Sans longs discours, le documentaire construit ainsi une explication pratique d’une question souvent réduite à des débats canoniques ou à des controverses ecclésiastiques. Ici, la question est posée à partir de la réalité concrète des sacrements. Les confirmations exigent des évêques. Les ordinations exigent des évêques. La bénédiction des saintes huiles exige des évêques. La continuité même de la vie sacramentelle exige des évêques.

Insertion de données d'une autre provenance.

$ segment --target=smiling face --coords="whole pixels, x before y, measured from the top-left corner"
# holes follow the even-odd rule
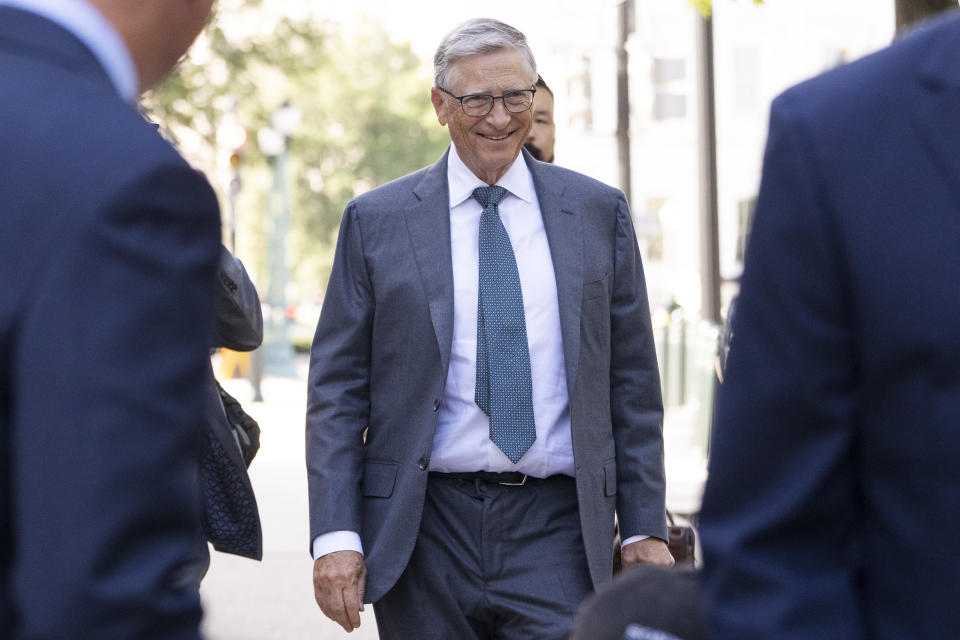
[[[532,89],[536,81],[536,74],[517,49],[467,56],[450,71],[452,86],[443,88],[458,96],[502,96],[517,89]],[[475,118],[463,112],[459,100],[436,87],[430,97],[440,124],[450,129],[450,139],[460,159],[478,178],[494,184],[520,154],[533,124],[533,112],[528,109],[511,113],[503,106],[503,100],[496,100],[490,113]]]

Il est impossible de ne pas remarquer que cette troisième livraison arrive à la veille de nouvelles consécrations épiscopales. Cependant, Traditio évite délibérément tout ton revendicatif ou agressif. Il n’y a pas de confrontation. Pas de polémique. Pas de reproches. La stratégie choisie est simplement de montrer. Montrer les communautés. Montrer les collèges. Montrer les séminaires. Montrer les familles. Montrer les prêtres. Montrer les sacrements.
Et quand il semble que le récit a atteint sa conclusion, le documentaire réserve encore quelques-unes de ses images les plus puissantes. La caméra se déplace à Rome pour accompagner le pèlerinage de la Fraternité. Là, au cœur de la chrétienté, apparaissent de nombreux prêtres avançant ensemble vers la basilique Saint-Pierre. La séquence possède une énorme charge symbolique. C’est la conclusion naturelle de tout le parcours.
Après avoir montré la vie quotidienne de la Fraternité sur les cinq continents, après avoir suivi les saintes huiles depuis les Alpes suisses jusqu’aux endroits les plus éloignés du monde, le film s’achève à Rome. Sous l’immensité de la basilique vaticane, les prêtres apparaissent réunis autour du centre visible de l’Église, tandis que le récit rappelle la fidélité à Rome, à la papauté et à l’Église universelle que la Fraternité a toujours revendiquée depuis l’époque de Mgr Marcel Lefebvre.

Il ne prétend pas résoudre toutes les questions ni entrer dans des débats complexes. Il ne cherche pas non plus à offrir une leçon d’histoire ecclésiastique. Ce qu’il fait est quelque chose de plus simple et probablement plus efficace : montrer une réalité vivante. Montrer une œuvre internationale qui s’étend des grands séminaires aux périphéries des missions, des collèges aux autels, des montagnes enneigées d’Écône jusqu’au tombeau de l’apôtre Pierre.
À la fin du visionnage de la série, la sensation qui demeure n’est pas d’avoir assisté à une revendication, mais à une explication. Une explication sereine de pourquoi la question épiscopale ne se présente pas ici comme une excentricité ni comme une prétention personnelle, mais comme une nécessité liée à une vie sacramentelle qui touche des centaines de milliers de fidèles dans le monde entier. Et cette idée, plus que tout discours, est celle qui accompagne finalement le spectateur lorsque les dernières images de Saint-Pierre disparaissent de l’écran.